President Trump confirmed this week that he called Israeli Prime Minister Benjamin Netanyahu "crazy" during a phone call — and then explained that he likes the guy anyway and they work well together. That's not a scandal. That's a negotiation.
Cue the media meltdown. A president who tells an ally the truth to his face instead of whispering about him in the green room? Unthinkable.
Here's the backdrop. Iran's new Supreme Leader Mojtaba Khamenei — who took power after his late father — has been in indirect talks with the United States over its nuclear program and the Strait of Hormuz. Trump has been working this angle hard, and by most accounts, the Iranians are taking it seriously. "They have a lot of respect for him," Trump said of Khamenei.
But Israel keeps throwing wrenches into the works. An Israeli airstrike near Tyre, Lebanon on June 2 came right as Washington was trying to line up Tuesday talks between Lebanon and Israel — hosted in our capital, using our diplomatic muscle. The latest fighting between Israel and Hezbollah, which erupted on March 2 when Hezbollah fired rockets, has killed 3,468 people in Lebanon and displaced 1.2 million more. Twenty-seven Israeli soldiers and one defense contractor have been killed in or near southern Lebanon, along with 2 civilians in northern Israel. A nominal ceasefire went into effect on April 17, but you wouldn't know it from the continued strikes around Beirut's southern suburbs, Nabatiyeh, and Khaldeh.
Trump isn't shy about the tension. When asked if a deal with Iran could be wrapped up by Labor Day on September 7, he was characteristically blunt: "I don't know. I mean, I think it could be, but I think it's unlikely."

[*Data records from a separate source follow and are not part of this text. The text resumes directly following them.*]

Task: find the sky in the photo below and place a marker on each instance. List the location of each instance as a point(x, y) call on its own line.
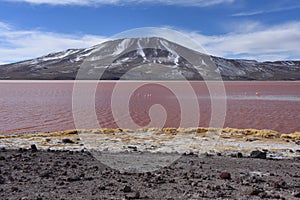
point(264, 30)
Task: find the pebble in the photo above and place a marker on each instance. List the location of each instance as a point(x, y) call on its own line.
point(33, 148)
point(127, 189)
point(296, 194)
point(253, 192)
point(258, 154)
point(225, 176)
point(67, 141)
point(2, 180)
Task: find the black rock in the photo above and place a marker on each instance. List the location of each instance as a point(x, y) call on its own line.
point(127, 189)
point(67, 141)
point(225, 175)
point(253, 192)
point(2, 180)
point(258, 154)
point(134, 148)
point(280, 184)
point(33, 148)
point(73, 179)
point(296, 194)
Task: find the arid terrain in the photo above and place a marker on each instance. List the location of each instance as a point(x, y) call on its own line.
point(64, 165)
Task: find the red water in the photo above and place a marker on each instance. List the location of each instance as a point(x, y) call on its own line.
point(47, 106)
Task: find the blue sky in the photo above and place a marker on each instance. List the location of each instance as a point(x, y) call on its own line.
point(251, 29)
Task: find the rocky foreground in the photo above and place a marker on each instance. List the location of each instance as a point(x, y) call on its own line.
point(171, 163)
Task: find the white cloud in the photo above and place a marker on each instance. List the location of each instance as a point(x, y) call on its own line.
point(199, 3)
point(278, 42)
point(16, 45)
point(274, 43)
point(259, 12)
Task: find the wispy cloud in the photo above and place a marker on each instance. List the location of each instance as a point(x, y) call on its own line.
point(268, 43)
point(278, 42)
point(259, 12)
point(16, 45)
point(198, 3)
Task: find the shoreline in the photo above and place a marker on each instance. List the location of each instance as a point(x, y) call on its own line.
point(150, 164)
point(167, 140)
point(31, 174)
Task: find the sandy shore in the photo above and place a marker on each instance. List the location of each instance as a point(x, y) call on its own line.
point(150, 164)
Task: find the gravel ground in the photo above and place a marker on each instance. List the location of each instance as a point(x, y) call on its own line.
point(33, 174)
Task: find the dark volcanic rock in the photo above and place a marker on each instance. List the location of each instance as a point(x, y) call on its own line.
point(258, 154)
point(61, 175)
point(165, 59)
point(225, 176)
point(127, 189)
point(67, 141)
point(33, 148)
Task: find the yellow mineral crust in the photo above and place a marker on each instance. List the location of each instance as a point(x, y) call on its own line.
point(225, 133)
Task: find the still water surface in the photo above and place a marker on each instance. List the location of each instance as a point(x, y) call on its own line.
point(47, 106)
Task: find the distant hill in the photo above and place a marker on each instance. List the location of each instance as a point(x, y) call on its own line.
point(145, 59)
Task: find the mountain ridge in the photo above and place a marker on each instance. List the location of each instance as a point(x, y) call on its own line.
point(150, 58)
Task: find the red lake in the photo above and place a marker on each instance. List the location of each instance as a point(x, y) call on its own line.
point(44, 106)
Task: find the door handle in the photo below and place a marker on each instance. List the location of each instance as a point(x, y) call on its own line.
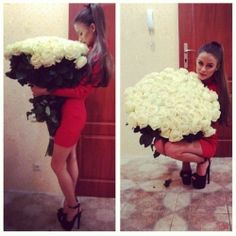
point(186, 51)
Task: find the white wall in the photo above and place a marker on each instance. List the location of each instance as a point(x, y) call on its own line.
point(138, 58)
point(25, 142)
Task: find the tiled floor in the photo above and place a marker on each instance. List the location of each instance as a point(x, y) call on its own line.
point(146, 204)
point(37, 212)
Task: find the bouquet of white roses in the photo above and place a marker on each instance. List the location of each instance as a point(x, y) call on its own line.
point(172, 104)
point(47, 62)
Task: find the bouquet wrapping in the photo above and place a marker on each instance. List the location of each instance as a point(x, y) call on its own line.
point(173, 104)
point(47, 62)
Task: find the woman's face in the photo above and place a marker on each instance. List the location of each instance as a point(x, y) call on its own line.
point(86, 34)
point(206, 65)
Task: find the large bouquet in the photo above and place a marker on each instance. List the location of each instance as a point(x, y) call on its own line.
point(173, 105)
point(47, 62)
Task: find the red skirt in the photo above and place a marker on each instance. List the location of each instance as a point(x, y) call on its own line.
point(72, 122)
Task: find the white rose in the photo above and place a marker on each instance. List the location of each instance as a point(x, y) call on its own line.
point(80, 62)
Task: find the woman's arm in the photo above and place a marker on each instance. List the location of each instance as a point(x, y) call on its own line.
point(79, 92)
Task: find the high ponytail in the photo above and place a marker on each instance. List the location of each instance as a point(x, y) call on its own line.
point(217, 51)
point(93, 13)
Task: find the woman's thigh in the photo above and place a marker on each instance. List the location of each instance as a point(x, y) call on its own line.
point(183, 148)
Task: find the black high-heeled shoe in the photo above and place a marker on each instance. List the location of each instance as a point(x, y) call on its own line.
point(198, 181)
point(68, 225)
point(186, 177)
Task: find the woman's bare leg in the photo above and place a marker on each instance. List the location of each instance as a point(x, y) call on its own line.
point(187, 152)
point(72, 168)
point(59, 166)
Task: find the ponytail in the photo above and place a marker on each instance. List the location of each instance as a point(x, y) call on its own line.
point(93, 13)
point(217, 51)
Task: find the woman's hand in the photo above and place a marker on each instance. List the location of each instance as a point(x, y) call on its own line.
point(37, 91)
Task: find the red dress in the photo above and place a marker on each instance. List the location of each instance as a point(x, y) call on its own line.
point(209, 144)
point(73, 111)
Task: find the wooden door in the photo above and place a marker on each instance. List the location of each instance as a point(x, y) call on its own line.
point(96, 148)
point(201, 23)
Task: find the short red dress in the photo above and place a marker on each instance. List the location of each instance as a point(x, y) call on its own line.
point(73, 111)
point(209, 144)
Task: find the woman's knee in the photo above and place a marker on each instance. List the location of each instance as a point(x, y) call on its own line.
point(172, 150)
point(59, 157)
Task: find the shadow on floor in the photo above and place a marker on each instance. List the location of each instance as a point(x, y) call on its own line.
point(146, 204)
point(37, 212)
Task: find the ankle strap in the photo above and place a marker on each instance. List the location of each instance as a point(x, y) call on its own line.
point(205, 160)
point(74, 207)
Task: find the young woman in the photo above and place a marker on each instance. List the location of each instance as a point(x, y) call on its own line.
point(90, 27)
point(210, 70)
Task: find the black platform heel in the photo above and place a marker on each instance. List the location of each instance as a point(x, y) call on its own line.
point(199, 182)
point(68, 225)
point(186, 177)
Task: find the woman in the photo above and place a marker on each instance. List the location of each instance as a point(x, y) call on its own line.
point(90, 27)
point(210, 70)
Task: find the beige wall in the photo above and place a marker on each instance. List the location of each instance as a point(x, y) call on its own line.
point(25, 142)
point(138, 57)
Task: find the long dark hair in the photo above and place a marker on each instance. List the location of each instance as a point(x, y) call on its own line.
point(217, 51)
point(93, 13)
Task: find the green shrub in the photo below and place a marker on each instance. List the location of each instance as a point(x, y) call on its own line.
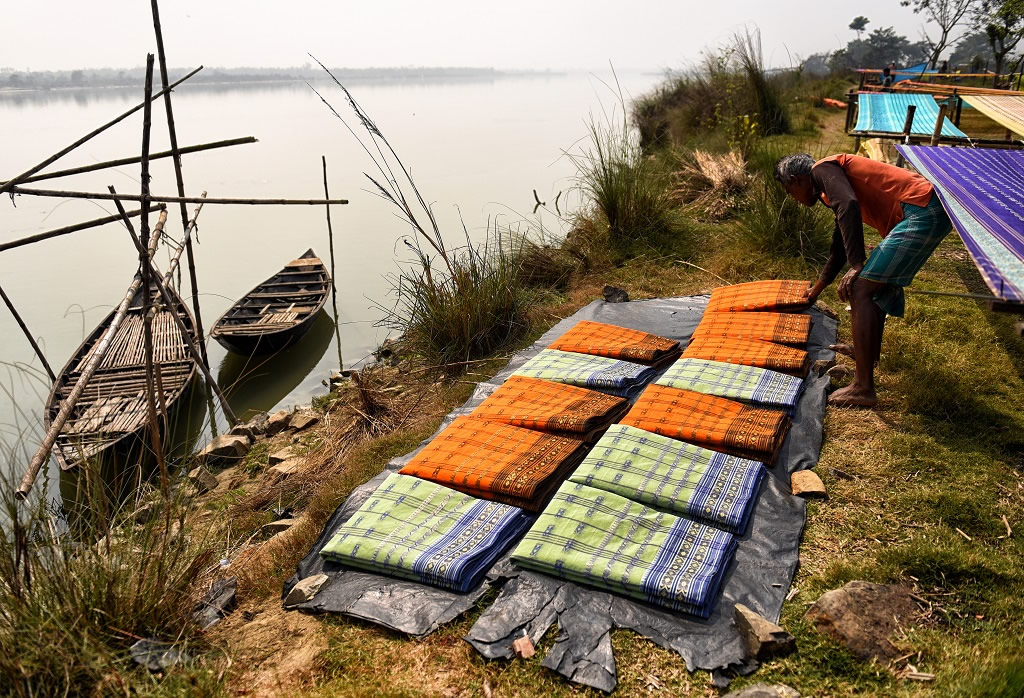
point(73, 600)
point(774, 223)
point(630, 189)
point(467, 308)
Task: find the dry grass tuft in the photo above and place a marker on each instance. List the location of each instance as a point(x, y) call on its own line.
point(711, 184)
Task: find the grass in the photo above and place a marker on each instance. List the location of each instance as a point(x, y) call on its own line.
point(919, 487)
point(73, 601)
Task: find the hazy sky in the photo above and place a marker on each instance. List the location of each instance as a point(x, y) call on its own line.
point(527, 34)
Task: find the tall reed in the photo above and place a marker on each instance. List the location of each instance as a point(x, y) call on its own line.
point(452, 304)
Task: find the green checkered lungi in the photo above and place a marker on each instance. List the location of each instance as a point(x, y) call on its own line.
point(904, 251)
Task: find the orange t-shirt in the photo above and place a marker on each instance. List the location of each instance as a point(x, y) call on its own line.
point(881, 188)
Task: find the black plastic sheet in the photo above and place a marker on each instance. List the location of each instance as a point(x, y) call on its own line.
point(759, 576)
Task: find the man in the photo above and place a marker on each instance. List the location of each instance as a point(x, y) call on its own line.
point(905, 211)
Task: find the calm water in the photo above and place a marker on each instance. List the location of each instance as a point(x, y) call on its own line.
point(474, 147)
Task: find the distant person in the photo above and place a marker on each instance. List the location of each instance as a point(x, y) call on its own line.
point(905, 211)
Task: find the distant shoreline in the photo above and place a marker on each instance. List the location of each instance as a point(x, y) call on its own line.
point(19, 82)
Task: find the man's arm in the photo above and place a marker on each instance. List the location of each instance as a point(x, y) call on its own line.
point(830, 179)
point(837, 260)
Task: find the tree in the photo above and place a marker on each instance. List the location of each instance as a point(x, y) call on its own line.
point(1003, 22)
point(945, 13)
point(858, 24)
point(883, 46)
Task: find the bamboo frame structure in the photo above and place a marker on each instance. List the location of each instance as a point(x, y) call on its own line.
point(96, 357)
point(177, 200)
point(146, 277)
point(134, 161)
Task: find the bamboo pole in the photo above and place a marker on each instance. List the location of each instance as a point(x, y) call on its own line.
point(907, 126)
point(72, 228)
point(334, 289)
point(32, 340)
point(95, 358)
point(175, 260)
point(175, 200)
point(8, 185)
point(179, 180)
point(161, 286)
point(134, 161)
point(937, 132)
point(144, 261)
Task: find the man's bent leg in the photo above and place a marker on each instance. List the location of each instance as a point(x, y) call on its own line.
point(868, 320)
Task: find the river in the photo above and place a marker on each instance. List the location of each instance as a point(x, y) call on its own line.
point(476, 148)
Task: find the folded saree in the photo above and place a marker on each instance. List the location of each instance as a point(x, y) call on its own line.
point(750, 353)
point(418, 530)
point(705, 485)
point(767, 326)
point(715, 423)
point(769, 295)
point(597, 373)
point(495, 461)
point(551, 406)
point(600, 339)
point(759, 387)
point(603, 539)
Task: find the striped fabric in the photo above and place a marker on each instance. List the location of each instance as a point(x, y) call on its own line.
point(597, 373)
point(715, 423)
point(751, 353)
point(602, 539)
point(414, 529)
point(711, 487)
point(981, 190)
point(886, 113)
point(766, 326)
point(748, 384)
point(599, 339)
point(495, 461)
point(1006, 110)
point(769, 295)
point(551, 406)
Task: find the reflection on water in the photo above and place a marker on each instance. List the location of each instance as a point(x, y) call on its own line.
point(256, 384)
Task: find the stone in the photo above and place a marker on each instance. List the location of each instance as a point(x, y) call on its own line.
point(286, 468)
point(217, 603)
point(158, 656)
point(863, 615)
point(278, 422)
point(302, 421)
point(614, 295)
point(523, 647)
point(765, 691)
point(281, 455)
point(224, 448)
point(203, 480)
point(275, 527)
point(807, 484)
point(840, 373)
point(306, 589)
point(821, 366)
point(764, 639)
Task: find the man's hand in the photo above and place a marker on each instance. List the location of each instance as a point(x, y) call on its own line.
point(813, 291)
point(846, 284)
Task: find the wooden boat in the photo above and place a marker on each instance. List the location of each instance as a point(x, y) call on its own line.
point(276, 312)
point(109, 421)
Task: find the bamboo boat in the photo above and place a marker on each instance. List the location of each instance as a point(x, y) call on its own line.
point(109, 420)
point(278, 311)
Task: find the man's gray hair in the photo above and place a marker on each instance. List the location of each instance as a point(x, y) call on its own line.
point(790, 167)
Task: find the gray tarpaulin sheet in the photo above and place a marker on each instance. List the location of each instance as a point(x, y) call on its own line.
point(759, 576)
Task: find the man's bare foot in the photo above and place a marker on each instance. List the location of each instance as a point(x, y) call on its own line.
point(853, 396)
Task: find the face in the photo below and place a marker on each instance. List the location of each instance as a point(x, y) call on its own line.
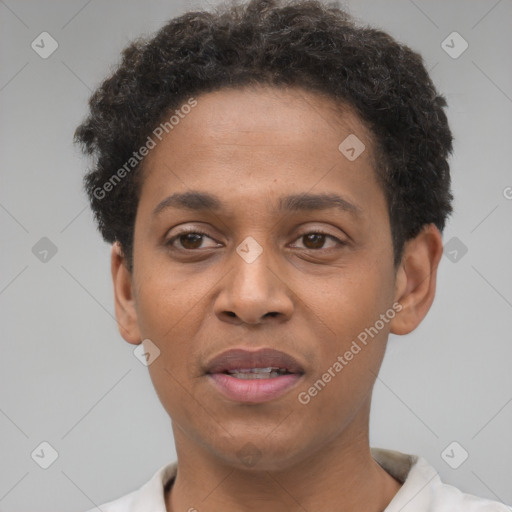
point(288, 248)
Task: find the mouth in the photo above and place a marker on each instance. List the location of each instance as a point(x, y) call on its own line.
point(254, 376)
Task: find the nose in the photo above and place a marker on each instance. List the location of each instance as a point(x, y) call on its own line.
point(253, 293)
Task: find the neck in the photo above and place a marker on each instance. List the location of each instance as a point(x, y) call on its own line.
point(341, 476)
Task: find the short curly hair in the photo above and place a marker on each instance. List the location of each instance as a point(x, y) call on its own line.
point(305, 43)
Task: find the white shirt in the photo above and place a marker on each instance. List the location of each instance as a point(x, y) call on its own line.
point(421, 491)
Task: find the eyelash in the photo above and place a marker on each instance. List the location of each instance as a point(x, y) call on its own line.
point(201, 233)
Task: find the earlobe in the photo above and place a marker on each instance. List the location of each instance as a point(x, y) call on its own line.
point(415, 283)
point(126, 313)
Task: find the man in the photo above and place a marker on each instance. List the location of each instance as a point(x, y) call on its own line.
point(274, 182)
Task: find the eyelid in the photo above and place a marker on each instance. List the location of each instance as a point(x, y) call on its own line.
point(169, 242)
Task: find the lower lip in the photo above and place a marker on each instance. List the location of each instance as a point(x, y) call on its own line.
point(254, 390)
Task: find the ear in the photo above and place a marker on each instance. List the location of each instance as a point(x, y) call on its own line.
point(415, 283)
point(126, 313)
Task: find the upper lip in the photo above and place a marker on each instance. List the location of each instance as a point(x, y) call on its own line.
point(235, 359)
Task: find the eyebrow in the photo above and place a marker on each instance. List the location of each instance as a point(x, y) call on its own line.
point(201, 201)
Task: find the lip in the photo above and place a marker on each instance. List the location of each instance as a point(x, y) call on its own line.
point(253, 390)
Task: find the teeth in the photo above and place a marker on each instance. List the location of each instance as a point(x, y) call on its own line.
point(260, 375)
point(257, 373)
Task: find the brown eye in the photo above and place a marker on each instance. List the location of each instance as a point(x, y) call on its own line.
point(316, 240)
point(189, 241)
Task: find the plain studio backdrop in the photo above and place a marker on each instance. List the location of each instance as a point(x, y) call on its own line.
point(68, 379)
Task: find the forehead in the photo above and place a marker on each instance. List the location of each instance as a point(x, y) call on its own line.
point(253, 142)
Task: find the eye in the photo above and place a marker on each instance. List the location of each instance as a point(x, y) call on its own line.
point(315, 240)
point(189, 240)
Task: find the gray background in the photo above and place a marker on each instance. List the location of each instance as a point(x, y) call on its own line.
point(66, 375)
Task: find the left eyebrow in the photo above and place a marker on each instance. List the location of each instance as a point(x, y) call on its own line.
point(201, 201)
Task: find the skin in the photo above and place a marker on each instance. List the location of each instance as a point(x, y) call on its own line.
point(307, 297)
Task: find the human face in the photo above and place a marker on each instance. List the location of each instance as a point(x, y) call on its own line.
point(307, 295)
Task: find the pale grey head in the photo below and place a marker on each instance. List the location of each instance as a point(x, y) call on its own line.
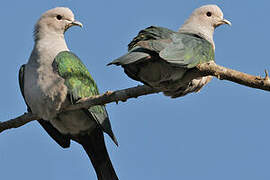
point(204, 20)
point(55, 21)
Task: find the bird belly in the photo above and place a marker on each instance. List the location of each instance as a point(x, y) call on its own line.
point(45, 91)
point(74, 122)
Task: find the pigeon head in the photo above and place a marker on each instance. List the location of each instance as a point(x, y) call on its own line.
point(55, 21)
point(203, 21)
point(210, 15)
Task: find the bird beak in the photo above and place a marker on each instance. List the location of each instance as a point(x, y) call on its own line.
point(76, 23)
point(225, 21)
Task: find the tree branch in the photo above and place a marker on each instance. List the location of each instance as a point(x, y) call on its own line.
point(205, 69)
point(221, 73)
point(108, 97)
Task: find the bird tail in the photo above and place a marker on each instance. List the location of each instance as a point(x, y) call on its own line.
point(95, 148)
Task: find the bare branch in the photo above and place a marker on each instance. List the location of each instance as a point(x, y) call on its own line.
point(108, 97)
point(235, 76)
point(205, 69)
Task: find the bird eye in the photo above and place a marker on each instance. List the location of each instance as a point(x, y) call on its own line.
point(59, 17)
point(208, 14)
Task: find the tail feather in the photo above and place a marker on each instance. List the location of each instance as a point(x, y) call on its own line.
point(95, 148)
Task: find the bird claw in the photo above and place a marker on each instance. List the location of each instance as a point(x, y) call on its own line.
point(266, 75)
point(108, 93)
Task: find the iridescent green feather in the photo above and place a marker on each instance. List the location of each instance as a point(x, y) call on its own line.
point(78, 80)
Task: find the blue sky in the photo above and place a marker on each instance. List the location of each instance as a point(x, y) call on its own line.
point(220, 133)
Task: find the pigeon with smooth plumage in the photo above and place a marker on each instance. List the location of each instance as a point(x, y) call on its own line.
point(166, 60)
point(54, 78)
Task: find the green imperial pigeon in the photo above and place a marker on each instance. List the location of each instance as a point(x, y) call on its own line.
point(166, 60)
point(54, 78)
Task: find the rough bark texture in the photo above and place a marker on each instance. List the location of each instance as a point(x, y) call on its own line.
point(205, 69)
point(235, 76)
point(108, 97)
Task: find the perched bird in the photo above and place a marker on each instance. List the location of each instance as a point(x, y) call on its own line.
point(54, 78)
point(166, 60)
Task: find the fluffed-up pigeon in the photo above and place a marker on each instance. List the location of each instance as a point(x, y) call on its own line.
point(166, 60)
point(54, 78)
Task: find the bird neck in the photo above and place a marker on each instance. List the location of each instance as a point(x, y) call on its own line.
point(206, 32)
point(46, 48)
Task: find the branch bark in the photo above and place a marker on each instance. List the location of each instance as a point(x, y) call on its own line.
point(205, 69)
point(108, 97)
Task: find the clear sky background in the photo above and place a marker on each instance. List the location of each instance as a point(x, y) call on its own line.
point(220, 133)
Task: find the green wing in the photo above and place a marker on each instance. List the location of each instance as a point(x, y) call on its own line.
point(188, 50)
point(80, 84)
point(62, 140)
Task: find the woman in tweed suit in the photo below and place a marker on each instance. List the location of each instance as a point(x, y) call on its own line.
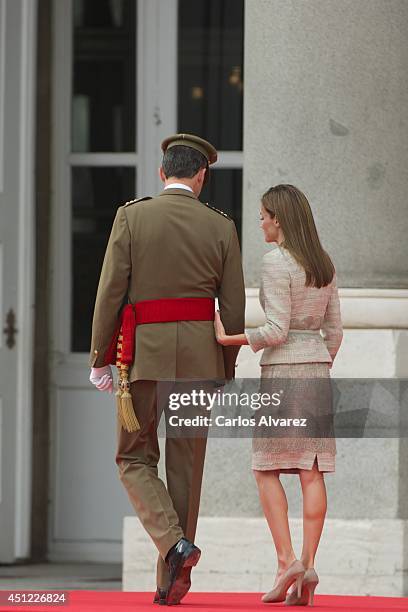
point(300, 339)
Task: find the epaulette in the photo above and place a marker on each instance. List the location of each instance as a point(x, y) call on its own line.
point(137, 200)
point(220, 212)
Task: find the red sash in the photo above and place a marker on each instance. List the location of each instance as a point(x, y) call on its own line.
point(153, 311)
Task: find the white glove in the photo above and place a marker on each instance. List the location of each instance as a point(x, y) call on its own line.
point(102, 378)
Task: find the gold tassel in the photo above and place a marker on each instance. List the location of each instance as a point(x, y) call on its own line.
point(118, 395)
point(127, 413)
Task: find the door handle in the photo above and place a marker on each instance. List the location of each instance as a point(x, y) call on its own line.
point(10, 330)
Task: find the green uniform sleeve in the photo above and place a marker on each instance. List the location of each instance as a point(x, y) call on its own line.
point(112, 288)
point(231, 299)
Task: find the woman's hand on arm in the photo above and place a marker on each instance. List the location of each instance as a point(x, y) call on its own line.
point(223, 338)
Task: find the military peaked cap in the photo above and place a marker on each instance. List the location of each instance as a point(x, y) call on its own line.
point(194, 142)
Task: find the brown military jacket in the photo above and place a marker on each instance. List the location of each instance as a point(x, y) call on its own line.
point(171, 246)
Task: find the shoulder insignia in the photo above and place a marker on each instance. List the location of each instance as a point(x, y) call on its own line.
point(220, 212)
point(137, 200)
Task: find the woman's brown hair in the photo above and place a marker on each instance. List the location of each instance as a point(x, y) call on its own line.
point(291, 208)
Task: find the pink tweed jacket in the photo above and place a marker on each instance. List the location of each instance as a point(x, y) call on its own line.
point(303, 324)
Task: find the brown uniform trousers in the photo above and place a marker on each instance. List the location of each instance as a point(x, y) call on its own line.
point(168, 246)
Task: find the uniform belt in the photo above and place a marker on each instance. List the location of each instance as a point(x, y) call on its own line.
point(122, 346)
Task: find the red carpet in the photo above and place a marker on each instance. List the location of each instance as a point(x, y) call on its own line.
point(96, 601)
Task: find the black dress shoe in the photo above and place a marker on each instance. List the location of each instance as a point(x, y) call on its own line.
point(160, 597)
point(180, 559)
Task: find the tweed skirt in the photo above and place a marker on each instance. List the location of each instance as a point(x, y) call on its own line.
point(291, 454)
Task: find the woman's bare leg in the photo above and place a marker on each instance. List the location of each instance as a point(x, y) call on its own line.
point(275, 506)
point(314, 512)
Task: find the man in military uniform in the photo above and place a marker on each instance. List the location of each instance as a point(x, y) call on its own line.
point(170, 247)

Honesty. From a politician. Somebody call the Smithsonian.
The reason Trump called Netanyahu "crazy" isn't because he hates Israel. It's because Israel's military operations are complicating the single biggest foreign policy prize on the table right now — a deal that neutralizes Iran's nuclear ambitions without firing a shot. That's a win for every American, and especially for those of us old enough to remember when "dealing with Iran" meant hostages and humiliation.
But here's where it gets interesting. Trump followed up the "crazy" comment by saying, "We've worked very well together. I like Bibi a lot. And I work very well with him." That's not diplomatic double-talk. That's the kind of thing you say about a partner who's being a pain in the neck but is still on your team.
The Associated Press, via Military.com, reported the whole exchange as if it were some kind of rupture in the U.S.-Israel relationship. Please. This is what adults sound like when they disagree. You tell someone they're being crazy, they push back, you hash it out, and you move forward. It's called a relationship. Washington hasn't seen one in decades, which is why they don't recognize it.
Contrast this with how the last administration handled allies. Endless back-channel leaking, passive-aggressive UN votes, and a whole lot of "we stand with Israel" press conferences that meant absolutely nothing when the chips were down. Trump picks up the phone and says what he thinks. Netanyahu knows exactly where he stands. So does Khamenei.
The Al Asad Air Base in Iraq remains a key piece of the American posture in the region, and the Strait of Hormuz — through which a staggering chunk of the world's oil supply flows — is the ultimate leverage point. Trump understands that a deal with Iran protects American interests far beyond the Middle East. It protects your gas prices. It protects the dollar. It protects the retirement accounts that depend on stable energy markets.
Israel is an ally. A good one. But allies don't get to run your foreign policy, and they don't get to blow up your negotiations because their domestic politics demand another airstrike. Trump telling Netanyahu he's being crazy is the most pro-Israel thing he could do — because a president who lets an ally sleepwalk into a wider war isn't a friend. He's an enabler.
The media will spend the next 48 hours pretending this is a crisis. It isn't. It's a president who negotiates like a human being instead of a focus-grouped mannequin.
We should be so lucky that the biggest scandal in American diplomacy is a president who tells the truth out loud.